Przejdź do treści

ADR 004 — SaaS first, single-tenant deployable

Status: Accepted Date: 2026-05-09

Context

Compliance buyers in defence, financial services, and central government often ask whether the platform can be deployed inside their own environment — a single-tenant, customer-controlled deployment, sometimes called sovereign deployment or on-premise.

The trade-off is well-known. Multi-tenant SaaS is operationally cheap (one set of running services, one upgrade path, one observability stack) but politically harder to sell to security-conscious buyers. Per-customer deployment is operationally expensive but easier to sell to those same buyers.

We need to choose a default while leaving the door open.

Decision

Multi-tenant SaaS is the default. Single-tenant deployable is the escape hatch for customers that contractually require it.

The codebase enforces this with a small number of constraints:

  • All shared infrastructure assumptions are gated through environment variables: database URL, Redis URL, blob storage backend, secret management backend. There is no hard-coded "Secruna SaaS" assumption anywhere in cp-api or discovery-worker.
  • The Postgres RLS policies (see Operating principles) were designed for multi-tenant but degenerate cleanly to single-tenant — one tenant row, one path, every query passes.
  • The discovery-worker Container Apps Job is replaceable by any arq-compatible worker process. A customer running their own Kubernetes can swap the Container Apps deployment for a Job/CronJob manifest without code changes.

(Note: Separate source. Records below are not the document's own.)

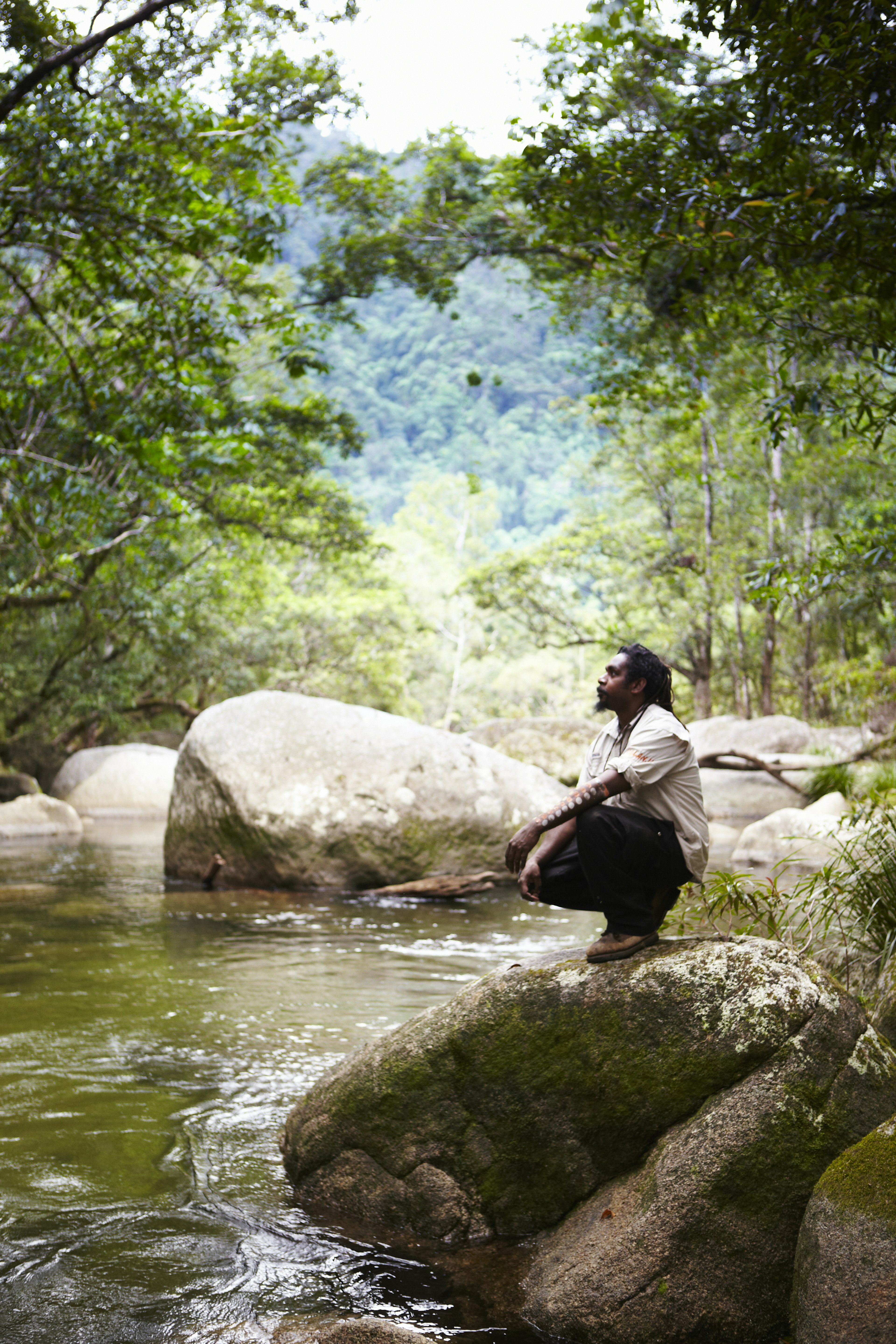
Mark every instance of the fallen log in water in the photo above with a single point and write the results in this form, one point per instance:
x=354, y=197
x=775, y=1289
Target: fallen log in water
x=444, y=886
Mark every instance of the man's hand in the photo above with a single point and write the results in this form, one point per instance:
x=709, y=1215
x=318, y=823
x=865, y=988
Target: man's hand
x=518, y=851
x=530, y=881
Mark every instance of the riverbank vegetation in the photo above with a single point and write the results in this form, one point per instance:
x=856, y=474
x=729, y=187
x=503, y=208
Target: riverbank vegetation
x=434, y=432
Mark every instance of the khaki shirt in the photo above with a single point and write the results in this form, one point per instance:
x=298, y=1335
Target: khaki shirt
x=658, y=760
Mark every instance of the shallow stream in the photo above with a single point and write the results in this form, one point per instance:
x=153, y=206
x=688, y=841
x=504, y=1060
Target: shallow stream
x=152, y=1043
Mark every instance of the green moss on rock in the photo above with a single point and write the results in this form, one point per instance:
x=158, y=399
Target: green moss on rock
x=863, y=1181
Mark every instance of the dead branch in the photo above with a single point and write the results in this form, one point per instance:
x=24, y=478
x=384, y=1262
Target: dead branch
x=76, y=54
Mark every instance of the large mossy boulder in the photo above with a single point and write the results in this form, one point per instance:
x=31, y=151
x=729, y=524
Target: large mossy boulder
x=846, y=1273
x=658, y=1127
x=301, y=792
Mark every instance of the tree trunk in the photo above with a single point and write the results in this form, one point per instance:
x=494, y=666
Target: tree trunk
x=742, y=683
x=703, y=686
x=769, y=660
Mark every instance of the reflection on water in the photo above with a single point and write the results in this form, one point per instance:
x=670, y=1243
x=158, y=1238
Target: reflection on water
x=152, y=1045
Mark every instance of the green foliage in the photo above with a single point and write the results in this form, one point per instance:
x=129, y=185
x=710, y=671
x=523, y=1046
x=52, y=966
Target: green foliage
x=830, y=779
x=142, y=455
x=404, y=378
x=844, y=916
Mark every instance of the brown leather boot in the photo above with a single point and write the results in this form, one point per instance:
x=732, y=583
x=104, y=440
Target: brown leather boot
x=617, y=947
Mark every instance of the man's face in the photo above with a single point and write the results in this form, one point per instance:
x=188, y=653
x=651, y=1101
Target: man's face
x=614, y=691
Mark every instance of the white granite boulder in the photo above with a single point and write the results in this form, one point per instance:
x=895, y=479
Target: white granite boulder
x=301, y=792
x=38, y=815
x=807, y=838
x=773, y=736
x=557, y=747
x=653, y=1127
x=133, y=780
x=742, y=796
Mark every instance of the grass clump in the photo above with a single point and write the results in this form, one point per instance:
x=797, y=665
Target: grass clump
x=844, y=916
x=830, y=779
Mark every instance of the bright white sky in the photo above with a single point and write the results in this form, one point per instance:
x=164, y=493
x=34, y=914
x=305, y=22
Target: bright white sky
x=424, y=64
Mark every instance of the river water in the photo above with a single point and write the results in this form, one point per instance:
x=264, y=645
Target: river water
x=152, y=1043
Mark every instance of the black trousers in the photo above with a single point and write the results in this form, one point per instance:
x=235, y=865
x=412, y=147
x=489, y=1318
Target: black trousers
x=621, y=863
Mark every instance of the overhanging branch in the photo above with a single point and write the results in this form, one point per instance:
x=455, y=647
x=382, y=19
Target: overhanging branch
x=74, y=54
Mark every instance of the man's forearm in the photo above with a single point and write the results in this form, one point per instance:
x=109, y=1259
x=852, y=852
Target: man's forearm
x=589, y=796
x=555, y=841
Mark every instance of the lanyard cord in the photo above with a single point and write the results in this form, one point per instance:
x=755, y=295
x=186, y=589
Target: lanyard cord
x=624, y=733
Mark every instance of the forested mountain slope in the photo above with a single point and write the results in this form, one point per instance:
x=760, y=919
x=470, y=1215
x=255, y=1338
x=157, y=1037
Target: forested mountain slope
x=405, y=379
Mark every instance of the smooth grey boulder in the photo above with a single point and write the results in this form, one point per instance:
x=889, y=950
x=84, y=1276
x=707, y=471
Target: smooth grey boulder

We do not support single-tenant deployment as a self-serve product today — a single-tenant deployment is a contractual engagement with Secruna engineering, not a "download the Helm chart" experience. That will come (Plan 87 WI-4 — pluggable extractors, production OSS hosting) but only when a customer pays for it.

Consequences

Positive

  • A single product, a single codebase, a single upgrade path. Every customer benefits from every fix to every other customer.
  • The SaaS deployment economics work at any customer count above zero — there is no infrastructure floor we have to amortise across customers.
  • When a sovereign-deployment customer signs, the codebase is ready; we do not have to refactor environment assumptions out of the hot path.

Negative

  • Some prospects walk because they need single-tenant today and we are not selling it self-serve. Those conversations are recoverable through engagement contracts, but the cycle is long.
  • The constraint of "deployment-portable through env vars" rules out some otherwise-attractive cloud-native shortcuts (e.g. baking Azure-specific identity flows into the API). We keep paying that tax to preserve the option.